AWS Services Analysis & Opportunities¶
⚠️ NOTE: This document is OUTDATED and has been superseded by
AWS_SPARK_SIMPLIFICATION_ANALYSIS.mdCurrent Status: - ✅ Athena and Glue Data Catalog are implemented in Terraform - ❌ Lambda, DynamoDB, Aurora are intentionally not implemented (not needed)
For current architecture decisions, see:
tasks/01_data_ingestion_transformation/AWS_SPARK_SIMPLIFICATION_ANALYSIS.md
Historical Context¶
This document was created during initial analysis based on the Ohpen Data Engineer job posting requirements. It has been superseded by a more focused analysis that recommends simplicity over complexity.
Current Implementation Status¶
✅ Implemented Services¶
- S3: Primary storage (Bronze/Silver/Gold layers)
- Glue: ETL jobs (Python Shell + Spark)
- CloudWatch: Monitoring and alarms
- Athena: SQL query engine (✅ Implemented)
- Glue Data Catalog: Metadata catalog (✅ Implemented)
- Step Functions: ETL orchestration (✅ Implemented)

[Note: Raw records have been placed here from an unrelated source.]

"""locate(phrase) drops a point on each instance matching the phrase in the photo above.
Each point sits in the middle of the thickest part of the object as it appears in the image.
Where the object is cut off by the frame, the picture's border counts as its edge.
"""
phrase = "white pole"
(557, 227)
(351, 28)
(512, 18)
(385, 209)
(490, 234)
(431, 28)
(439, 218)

- EventBridge: Scheduled ETL runs (✅ Implemented)
❌ Intentionally Not Implemented¶
- Lambda: Not needed (Step Functions handles orchestration)

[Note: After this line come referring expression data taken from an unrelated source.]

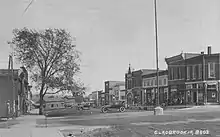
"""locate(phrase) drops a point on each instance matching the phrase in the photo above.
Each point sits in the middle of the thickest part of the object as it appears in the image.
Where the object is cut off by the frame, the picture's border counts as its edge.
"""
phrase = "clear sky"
(113, 33)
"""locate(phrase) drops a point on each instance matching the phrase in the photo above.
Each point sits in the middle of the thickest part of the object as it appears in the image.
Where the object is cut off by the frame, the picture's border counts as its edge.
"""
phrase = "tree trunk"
(41, 100)
(41, 105)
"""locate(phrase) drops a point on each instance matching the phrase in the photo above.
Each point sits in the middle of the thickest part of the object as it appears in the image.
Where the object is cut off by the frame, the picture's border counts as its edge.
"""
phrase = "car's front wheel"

- DynamoDB: Not needed (Silver layer scan sufficient for scale)
- Aurora: Not needed (S3/Athena sufficient for analytics)
Decision Rationale¶
See tasks/01_data_ingestion_transformation/AWS_SPARK_SIMPLIFICATION_ANALYSIS.md for detailed rationale on why we chose simplicity over additional AWS services.
Key Principle: Add complexity only when it provides proportional benefit. For current scale (~500MB/month), the implemented services are sufficient.
This document is kept for historical reference only.